Lots of posters on here with family links to teaching. Mine are that my daughter teaches in a Mansfield primary school, (been ofstedded a couple of times in her career which caused huge stresses) while Mrs Charlie used to teach (or manage) disaffected teenagers in Corby at FE level, where the main challenge was not so much Ofsted but more about keeping the kids out of jail.
My parents were both teachers. Mum taught French but only part time after having my sister and me. I remember her coming home one day and saying 'how do I teach kids to tell the time in French when they can't tell it in English?' - and that wasn't an immigration / kids not speaking English issue, it was a junior school and general parenting failure. The kids she got to teach were just hugely under-educated. Dad was a high school deputy head and maths teacher. And he ran the computer club. And the chess club. And refereed rugby. And umpired cricket. I vaguely remember him having budgetary battles with County Hall, but I'm so glad they both retired in the early 90s and avoided having to deal with what goes on nowadays.
I had to present to the staff at our King's old school recently (Charles, not Cooper). To get them on side, I opened with this.
"My mum was a teacher.
My wife is a teacher.
My eldest son is a teacher.
My daughter is a teacher.
My youngest son is currently studying for a Dance and Musical Theatre degree and has ambitions of performing in the West End and Broadway.
[Pause]
So he's probably going to be a teacher..."
A very well timed joke.
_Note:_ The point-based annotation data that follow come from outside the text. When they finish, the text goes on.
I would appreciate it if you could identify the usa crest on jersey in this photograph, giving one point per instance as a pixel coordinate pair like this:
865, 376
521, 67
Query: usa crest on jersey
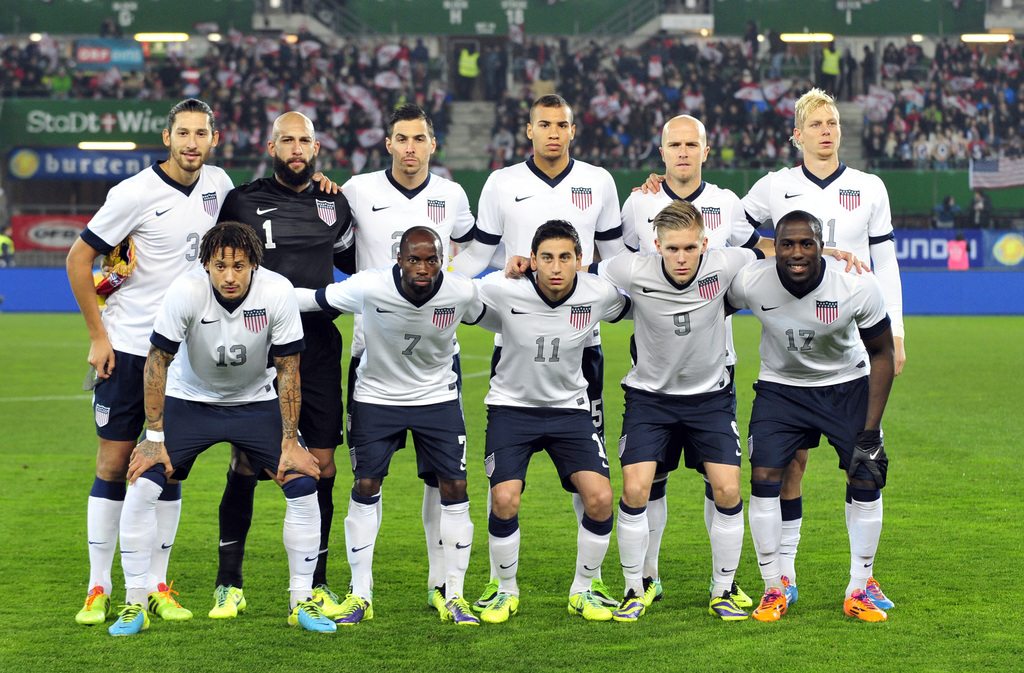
255, 320
210, 204
826, 311
849, 199
583, 198
580, 317
708, 287
327, 212
435, 210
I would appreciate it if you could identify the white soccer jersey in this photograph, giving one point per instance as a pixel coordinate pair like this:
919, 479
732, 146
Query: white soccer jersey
223, 355
541, 363
812, 340
167, 221
410, 343
724, 219
383, 210
853, 207
680, 330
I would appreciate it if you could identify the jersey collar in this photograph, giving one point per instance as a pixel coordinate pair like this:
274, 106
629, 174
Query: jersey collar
693, 197
396, 272
814, 286
409, 194
551, 181
828, 180
553, 304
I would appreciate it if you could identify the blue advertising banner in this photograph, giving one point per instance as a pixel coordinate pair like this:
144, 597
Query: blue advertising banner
99, 53
74, 164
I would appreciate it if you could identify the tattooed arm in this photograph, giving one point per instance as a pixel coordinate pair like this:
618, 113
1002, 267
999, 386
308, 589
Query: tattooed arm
148, 453
293, 457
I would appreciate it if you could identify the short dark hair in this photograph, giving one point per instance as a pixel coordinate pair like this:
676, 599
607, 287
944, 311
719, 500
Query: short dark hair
556, 228
421, 229
231, 235
409, 113
551, 100
192, 104
801, 217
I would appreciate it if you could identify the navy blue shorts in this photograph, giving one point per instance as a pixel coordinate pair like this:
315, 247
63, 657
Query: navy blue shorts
515, 433
323, 412
659, 428
118, 403
379, 430
192, 427
786, 418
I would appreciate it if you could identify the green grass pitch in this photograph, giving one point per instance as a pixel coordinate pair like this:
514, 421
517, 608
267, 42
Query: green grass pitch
950, 555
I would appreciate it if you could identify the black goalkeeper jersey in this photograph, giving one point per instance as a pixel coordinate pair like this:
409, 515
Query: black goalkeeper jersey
306, 234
Brings the fucking house down among teachers, that one.
Is that the one that was like a Cloughie pre-season (terrorise them, and make them run through nettles, sort of thing)?
I like the gag.
One of the kids we mentor has just been offered a bursary to do a pgce.
Indeed it is. They are not very happy about its portrayal in Netflix's The Crown.
I’m a high school teacher. I love the actual teaching bit. The rest is utter bollocks. Most of the complaints about education in these posts are mirrored almost exactly in the US with genuine concerns that a certain political party is hell bent on ending public education. All a bit shit really, but as I said, the teaching bit’s alright.
This conversation has been instructive. Between you all we have the self employed, the retired, and the captains of industry, and now it turns out that the other half of you all are teachers. No wonder I'm so bloody busy, I'm the only corporate drone left out there.
I'm a filthy banker of sorts, if that helps. Extremely non-corporate though.
Seems like the IT expertise employed by the government is completely shit. Here is the prime minister, former chancellor. Unfortunately he has changed his phone multiple times and lost his whatsapp messages. Who could have possibly foreseen that!
They should employ me. I could set up a secure, encrypted, messaging system, continuously backed up, and resilient to any client hardware loss. In less than a week. They wouldn't lose a single message.
Oh.
Well, if you did, at least JP the Fucknut won’t be on here to delete the entire fucking board.
Oh no! Not only is there no record, there's so much that he just can't recall. Poor Dishy* Rishi!
* At least you wont forget that they really tried to sell you that completely unpolished turd. And the other stuff. That we talked about at the time, and didn't require all the resources of government to work out.
Another EOTHO could really pull his fat out of the fire here.
Oh no! Not only is there no record, there's so much that he just can't recall. Poor Dishy* Rishi!
I understand that 'I don't recall' is the safest legal answer to difficult questions, as it's not a categoric yes or no, but I'm not sure it's the wisest look for the PM (if indeed he gives a fuck).
This was the most significant peacetime crisis this country has faced and one of the key political leaders through all of it is repeatedly suggesting he can't remember the most basic detail about its defining moments. Mind you, playing dumb is perhaps the least-worst card in his pack.